Bill Bernstein’s No Brainer Portfolio
This strategy invests in just three funds: one each for large-cap stocks, small-cap stocks and international equities. This portfolio has the lowest volatility of any diversified equity portfolio with 15% or less risk according to Bernstein’s calculations.
Harry Browne’s Permanent Portfolio
This strategy is for conservative investors who are willing to take on risk in the event that they need an emergency fund. This portfolio invests 25% each into stocks, bonds and gold with no allocation changes even during times of crisis or recession.
Popular Portfolio Types
The Aggressive Portfolio
The aggressive portfolio invests in stocks that are riskier. This portfolio invests 80% of the money into stocks and 20% into bonds. There’s an allocation change once per year after a review of how well the fund did over the previous 12 months.
The Defensive Portfolio
The defensive portfolio invests in stocks that are less risky. This strategy keeps about 90% of the money invested in bonds and provides a constant amount of income to investors, but has only about 30% allocated to stocks.
The Income Portfolio
The income portfolio invests in stocks that pay a dividend. The strategy tries to have about 50% of the money invested into stocks for growth and maturity while keeping the other half invested in bonds or cash with interest rates higher than normal savings account yields.
The Speculative Portfolio
The speculative portfolio invests in stocks with a high potential to grow. The strategy tries not to invest more than 50% of the money into any individual stock or company, and it’s designed for investors who are willing to take risks.
The Hybrid Portfolio
The hybrid portfolio invests in both stocks and bonds. It’s designed to provide a balance of growth, income, stability, and risk-taking for more conservative investors who want to take some risks with their money but still be cautious about it.

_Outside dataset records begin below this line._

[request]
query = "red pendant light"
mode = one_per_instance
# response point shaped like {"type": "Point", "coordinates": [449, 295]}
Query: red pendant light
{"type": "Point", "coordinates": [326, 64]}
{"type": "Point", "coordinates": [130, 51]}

The Risk Adverse Portfolio
The risk-averse portfolio invests in bonds and cash. It’s designed for investors who are conservative with their money and prefer to avoid the risks of investing in stocks altogether.
Are Any of These Portfolios Guaranteed to Be Successful?
No. All of these investment strategies carry with them a mixture of risks and benefits, but they have been historically shown to produce higher returns than other approaches in the stock market.
How to Choose Which Portfolio to Invest In?
There is no one-size-fits-all approach to investing, but a good idea would be to have an expert help you come up with the best strategy for your situation.
How Can I Get Started Investing With a Small Amount of Money?
Start by setting up an account with a brokerage firm. From there, you can open one of these portfolios and start investing.
What Are the Risks of Investing in Stocks and Bonds?
There are several risks with these portfolios, but the most important one to keep in mind is that if you’re investing for retirement or other long-term goals, stocks carry more risk than bonds.
It’s easy to get overwhelmed by all the information about investing, but you don’t need a degree in finance or economics to make good decisions. All of these portfolios have been hand-selected and vetted by experts so that investors can take advantage of their wisdom without needing an MBA. You may be wondering which portfolio is right for you and there isn’t one answer as it depends on your personal goals and time horizon.